Negative words or positive deeds?

Al-Sisi’s visit to Germany

President Abdel-Fattah Al-Sisi’s visit to Germany, the launching of the UAE satellite and education were some of the issues which occupied the press this week.

The editorial of the official daily Al-Ahram noted that the president’s foreign visits aim to open new horizons for the Egyptian economy and attract foreign investment.

In that context, the edit said, came this week’s visit to Germany.

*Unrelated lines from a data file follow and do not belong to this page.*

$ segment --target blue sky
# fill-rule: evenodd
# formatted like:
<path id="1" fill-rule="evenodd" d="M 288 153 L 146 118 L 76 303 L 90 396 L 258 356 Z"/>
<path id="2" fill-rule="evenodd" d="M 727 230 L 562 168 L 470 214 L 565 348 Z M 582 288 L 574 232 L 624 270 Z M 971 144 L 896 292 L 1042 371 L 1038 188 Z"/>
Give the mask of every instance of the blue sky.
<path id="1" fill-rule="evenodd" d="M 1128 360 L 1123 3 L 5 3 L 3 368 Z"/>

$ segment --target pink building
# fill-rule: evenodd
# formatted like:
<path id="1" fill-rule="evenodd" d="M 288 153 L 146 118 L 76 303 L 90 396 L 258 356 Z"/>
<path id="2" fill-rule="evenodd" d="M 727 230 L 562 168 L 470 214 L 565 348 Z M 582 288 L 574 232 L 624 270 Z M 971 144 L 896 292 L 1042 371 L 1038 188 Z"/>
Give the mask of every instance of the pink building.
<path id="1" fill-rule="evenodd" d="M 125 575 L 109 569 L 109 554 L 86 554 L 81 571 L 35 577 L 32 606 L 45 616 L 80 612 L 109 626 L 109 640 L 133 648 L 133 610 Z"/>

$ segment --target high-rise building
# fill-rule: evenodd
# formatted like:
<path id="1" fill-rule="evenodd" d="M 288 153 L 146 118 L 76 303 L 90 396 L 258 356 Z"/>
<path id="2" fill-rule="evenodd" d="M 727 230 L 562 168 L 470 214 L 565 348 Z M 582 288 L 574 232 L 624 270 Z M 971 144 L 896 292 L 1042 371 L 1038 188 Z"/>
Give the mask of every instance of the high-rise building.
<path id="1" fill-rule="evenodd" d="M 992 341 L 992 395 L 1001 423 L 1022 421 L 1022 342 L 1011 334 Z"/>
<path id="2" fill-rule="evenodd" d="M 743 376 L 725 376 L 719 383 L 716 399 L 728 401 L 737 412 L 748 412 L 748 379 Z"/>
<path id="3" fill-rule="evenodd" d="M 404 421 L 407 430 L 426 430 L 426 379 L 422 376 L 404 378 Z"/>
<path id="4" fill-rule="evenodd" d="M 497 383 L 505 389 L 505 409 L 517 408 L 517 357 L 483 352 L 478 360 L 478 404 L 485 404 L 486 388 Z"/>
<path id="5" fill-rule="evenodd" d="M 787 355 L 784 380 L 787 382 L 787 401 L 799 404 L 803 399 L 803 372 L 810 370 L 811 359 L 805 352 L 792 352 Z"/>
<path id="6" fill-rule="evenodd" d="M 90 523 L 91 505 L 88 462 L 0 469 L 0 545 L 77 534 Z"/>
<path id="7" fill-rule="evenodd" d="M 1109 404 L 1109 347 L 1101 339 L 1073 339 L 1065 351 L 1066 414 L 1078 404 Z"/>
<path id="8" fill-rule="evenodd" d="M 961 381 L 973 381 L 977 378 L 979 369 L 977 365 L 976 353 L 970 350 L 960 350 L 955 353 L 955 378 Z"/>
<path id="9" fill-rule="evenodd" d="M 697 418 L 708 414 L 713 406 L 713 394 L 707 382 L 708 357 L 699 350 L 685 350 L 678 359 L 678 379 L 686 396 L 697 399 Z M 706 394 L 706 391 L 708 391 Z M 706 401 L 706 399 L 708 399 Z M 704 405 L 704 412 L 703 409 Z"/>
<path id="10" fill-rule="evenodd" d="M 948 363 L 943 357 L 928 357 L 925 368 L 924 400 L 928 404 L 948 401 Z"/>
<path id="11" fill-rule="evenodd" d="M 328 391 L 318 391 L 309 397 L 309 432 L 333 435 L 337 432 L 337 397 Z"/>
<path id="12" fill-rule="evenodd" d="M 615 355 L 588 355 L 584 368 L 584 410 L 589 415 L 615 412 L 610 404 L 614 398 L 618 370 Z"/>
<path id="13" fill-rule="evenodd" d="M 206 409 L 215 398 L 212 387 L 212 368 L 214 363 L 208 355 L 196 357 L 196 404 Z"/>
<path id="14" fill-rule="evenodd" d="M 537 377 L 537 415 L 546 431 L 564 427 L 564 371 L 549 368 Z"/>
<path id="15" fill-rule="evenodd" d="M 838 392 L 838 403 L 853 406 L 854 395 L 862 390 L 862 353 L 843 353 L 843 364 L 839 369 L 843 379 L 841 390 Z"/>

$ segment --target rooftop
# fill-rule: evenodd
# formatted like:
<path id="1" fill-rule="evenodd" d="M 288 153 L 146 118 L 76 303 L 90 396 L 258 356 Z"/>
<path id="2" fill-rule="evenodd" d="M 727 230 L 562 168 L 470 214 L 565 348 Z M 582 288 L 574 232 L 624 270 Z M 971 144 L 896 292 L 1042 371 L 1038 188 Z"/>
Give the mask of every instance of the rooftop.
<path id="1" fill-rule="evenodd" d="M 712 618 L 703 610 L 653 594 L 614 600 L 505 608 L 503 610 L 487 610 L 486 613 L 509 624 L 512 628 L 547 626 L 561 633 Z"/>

The visit acquires great importance given the special nature of the Egyptian-German relationship as well as the strong German economy that puts it in fourth position worldwide.

Besides, the edit added, there are very promising opportunities for investment in Egypt especially in the Suez Canal zone and the new administrative capital. 

“Egypt and Germany can cooperate in facing common dangers and challenges including terrorism and illegal immigration. Both states agree on the importance of reaching a political solution to the conflicts in the region especially in Syria and Libya as well as the importance of achieving comprehensive and sustained development on the African continent,” the edit said.

Emadeddin Adib hailed the launching of the UAE Earth observation satellite, the first designed and manufactured in the Emirati Centre for Clean Technology.

Adib viewed it as a prominent international and Arab achievement by all standards.

“Khalifa-Sat is the first satellite made by UAE hands that are specialised in taking pictures of Earth and monitoring environmental developments,” he wrote in the daily Al-Watan.

While he hailed the achievement, he criticised Iranian policies that aim at spreading sectarianism and ethnic beliefs.

Adib concluded his regular column by questioning which is better for people: negative words or positive deeds, spreading tolerance or dispersing aggression, brainwashing public opinion or improving education, building the great Louvre Museum in Abu Dhabi or a camp to train militias in Tehran?

Abbas Al-Tarabili wrote that most education experts agree that the size of classes is the core and crux of the education problem.

He asked how students can understand their lessons or how teachers can deliver in a big class.

“The size of classes has reached 120 students in some schools in Giza; the average size is 80. That size is primarily responsible for the deterioration in education.”

The student is not able to understand the teacher and the teacher is unable to teach,” Al-Tarabili wrote in the daily Al-Masry Al-Youm.

Given that, he added, the problem is primarily in a deficiency in the number of classes. Thus, the solution is in building thousands of more classes.

Perhaps the solution is to use pre-fabricated walls in building classes. This way would allow schools to build dozens of classes in a short time. But, Al-Tarabili wondered whether the state will increase the budget allocated for education to allow for building the needed classes.